Bringing Back the Mile
To race a Mile is to take part in one of running’s most iconic events. It’s also the ideal way to test your fitness and break out of one-pace training
By Edward Price, The Guardian
In the minds of most runners, the marathon looms large as the ultimate distance. It is both a supreme test of endurance and an achievement that even non-runners can appreciate and admire. There’s no doubt that the marathon is captivating for participants and spectators alike, and its position as endurance running’s blue-riband event is justified. But for me, and many others, it has a rival. A distance with just as much heritage and appeal; a distance that involves speed, tactics and excitement: the Mile.

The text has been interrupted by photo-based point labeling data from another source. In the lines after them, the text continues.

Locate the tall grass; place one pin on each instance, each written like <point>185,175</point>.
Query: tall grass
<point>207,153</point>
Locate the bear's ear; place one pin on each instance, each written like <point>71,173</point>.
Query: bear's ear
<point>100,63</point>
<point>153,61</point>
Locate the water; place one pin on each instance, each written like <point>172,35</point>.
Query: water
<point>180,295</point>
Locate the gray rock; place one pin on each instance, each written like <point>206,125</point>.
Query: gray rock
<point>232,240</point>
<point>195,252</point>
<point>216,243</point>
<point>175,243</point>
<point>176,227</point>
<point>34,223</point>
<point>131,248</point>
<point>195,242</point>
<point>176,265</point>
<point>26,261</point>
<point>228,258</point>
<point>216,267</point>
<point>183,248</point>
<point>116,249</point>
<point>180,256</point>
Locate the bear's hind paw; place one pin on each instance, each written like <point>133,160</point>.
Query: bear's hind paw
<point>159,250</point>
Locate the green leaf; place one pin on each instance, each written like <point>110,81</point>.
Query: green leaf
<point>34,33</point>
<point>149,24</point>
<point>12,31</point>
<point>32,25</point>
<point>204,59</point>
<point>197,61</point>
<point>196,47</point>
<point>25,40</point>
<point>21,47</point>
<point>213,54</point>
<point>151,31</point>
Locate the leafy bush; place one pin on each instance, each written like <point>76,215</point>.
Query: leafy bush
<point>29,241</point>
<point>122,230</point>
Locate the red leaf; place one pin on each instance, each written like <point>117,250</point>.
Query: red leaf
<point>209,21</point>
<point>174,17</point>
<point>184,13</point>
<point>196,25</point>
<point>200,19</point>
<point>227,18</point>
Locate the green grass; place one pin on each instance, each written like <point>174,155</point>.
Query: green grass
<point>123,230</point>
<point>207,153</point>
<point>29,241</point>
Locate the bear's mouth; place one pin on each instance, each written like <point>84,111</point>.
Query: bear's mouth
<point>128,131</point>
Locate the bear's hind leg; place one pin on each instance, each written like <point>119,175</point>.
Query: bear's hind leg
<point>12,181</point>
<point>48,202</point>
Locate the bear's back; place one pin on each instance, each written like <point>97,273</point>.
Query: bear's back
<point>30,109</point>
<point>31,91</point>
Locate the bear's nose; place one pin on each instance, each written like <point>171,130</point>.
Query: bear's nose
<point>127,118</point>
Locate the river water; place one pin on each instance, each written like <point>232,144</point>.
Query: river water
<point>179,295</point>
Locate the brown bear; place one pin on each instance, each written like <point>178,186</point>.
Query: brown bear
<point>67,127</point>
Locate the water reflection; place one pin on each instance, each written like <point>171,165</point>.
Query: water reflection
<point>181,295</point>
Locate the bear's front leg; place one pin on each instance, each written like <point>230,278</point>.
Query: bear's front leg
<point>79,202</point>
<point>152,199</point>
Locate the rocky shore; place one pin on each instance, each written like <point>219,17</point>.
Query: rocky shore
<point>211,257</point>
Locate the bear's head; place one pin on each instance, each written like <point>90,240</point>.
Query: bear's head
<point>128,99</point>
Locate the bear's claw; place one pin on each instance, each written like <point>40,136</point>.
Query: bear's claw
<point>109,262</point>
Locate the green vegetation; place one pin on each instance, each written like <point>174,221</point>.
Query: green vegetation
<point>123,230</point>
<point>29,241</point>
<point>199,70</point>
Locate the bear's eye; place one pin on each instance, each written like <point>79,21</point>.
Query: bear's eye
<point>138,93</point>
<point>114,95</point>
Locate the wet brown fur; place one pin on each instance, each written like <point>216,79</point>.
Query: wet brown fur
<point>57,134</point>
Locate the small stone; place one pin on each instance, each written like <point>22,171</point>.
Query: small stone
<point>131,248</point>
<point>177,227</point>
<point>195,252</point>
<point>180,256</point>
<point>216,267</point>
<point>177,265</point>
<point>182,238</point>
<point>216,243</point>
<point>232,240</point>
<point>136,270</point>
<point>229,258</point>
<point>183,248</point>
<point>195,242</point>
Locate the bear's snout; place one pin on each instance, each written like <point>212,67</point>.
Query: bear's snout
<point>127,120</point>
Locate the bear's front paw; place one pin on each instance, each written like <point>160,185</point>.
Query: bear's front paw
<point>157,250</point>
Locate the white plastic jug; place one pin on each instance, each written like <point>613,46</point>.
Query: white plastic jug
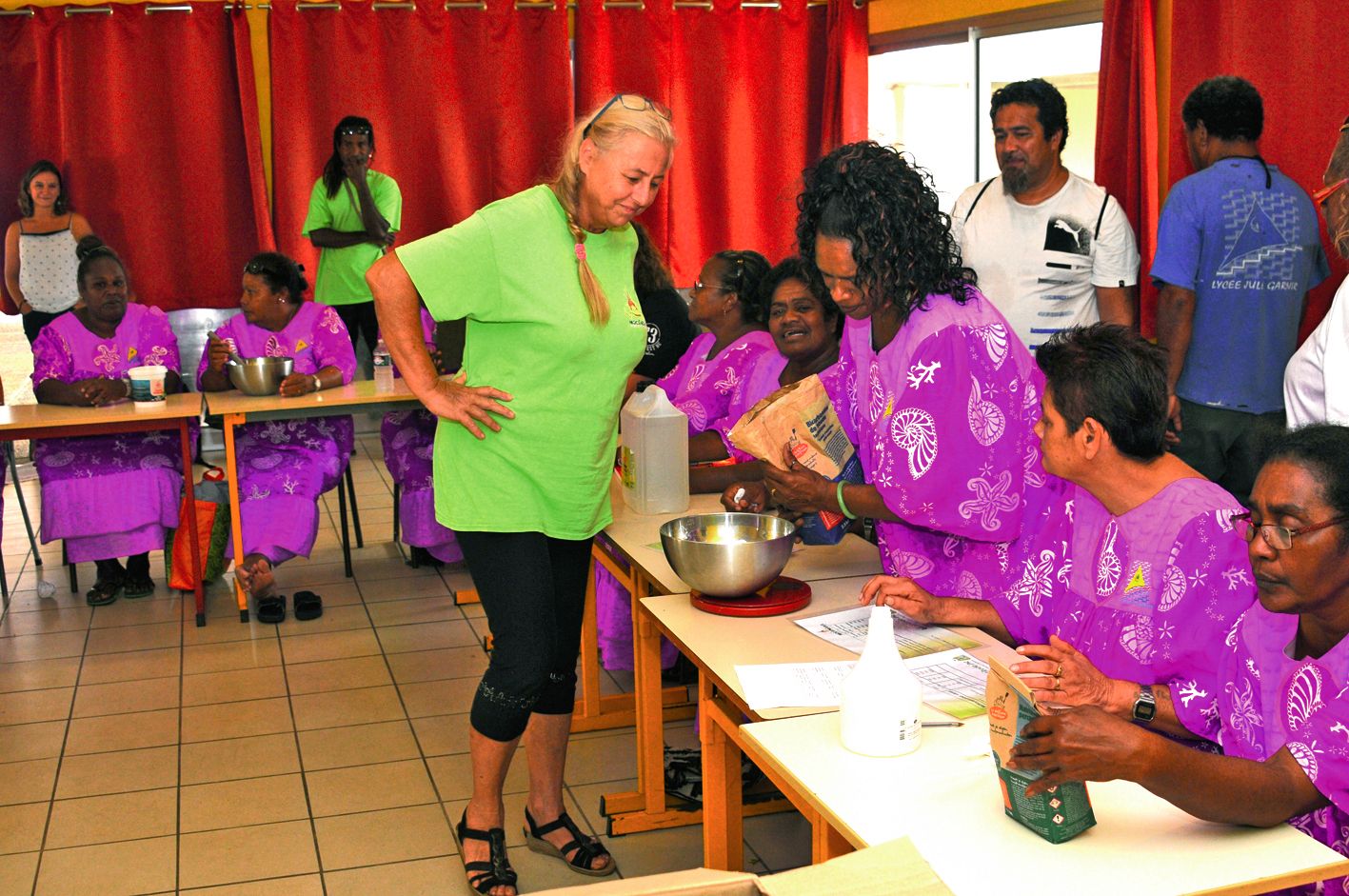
<point>882,702</point>
<point>654,453</point>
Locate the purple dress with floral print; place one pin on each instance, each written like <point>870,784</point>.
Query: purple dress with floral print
<point>1263,701</point>
<point>407,437</point>
<point>107,495</point>
<point>943,421</point>
<point>287,465</point>
<point>1148,595</point>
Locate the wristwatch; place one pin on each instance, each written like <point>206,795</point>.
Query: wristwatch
<point>1144,705</point>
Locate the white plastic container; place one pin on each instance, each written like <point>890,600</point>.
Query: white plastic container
<point>654,453</point>
<point>882,702</point>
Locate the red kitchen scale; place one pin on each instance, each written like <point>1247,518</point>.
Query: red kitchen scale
<point>782,595</point>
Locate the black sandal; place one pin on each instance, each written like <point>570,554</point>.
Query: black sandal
<point>485,876</point>
<point>587,847</point>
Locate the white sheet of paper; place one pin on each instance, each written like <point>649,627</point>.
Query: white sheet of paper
<point>847,629</point>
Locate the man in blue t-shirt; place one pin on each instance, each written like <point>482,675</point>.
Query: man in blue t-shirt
<point>1238,249</point>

At 1609 meters, or just over 4 laps of a track, it is in many respects the perfect distance: short enough to be fast and furious, but long enough to incorporate the surges and jostlings of a proper distance event. Great to watch and even better to race, the Mile used to be running’s most talked about event. For years athletes tried and failed to break the seemingly impenetrable 4 minute barrier, in much the same way that two hours now stands as the ultimate challenge for marathoners. When Roger Bannister finally broke 4 minutes in 1954, the floodgates opened, and emboldened with the knowledge that it really could be done, many others soon broke it too. British athletes would go on to dominate the event in the 1980s, with Coe, Ovett and Cram all breaking world records. The current record is held by Hicham El Guerrouj, who ran 3:43.13 in 1999.
But it isn’t only competitive athletes who can benefit from racing a Mile. It is the ultimate sharpener, perfect for testing your fitness levels: short enough that you can really push yourself, even at the first attempt, but long enough to mean that you’re still running, rather than sprinting. Those of us who lack the technique and body shape of sprinters can still compete.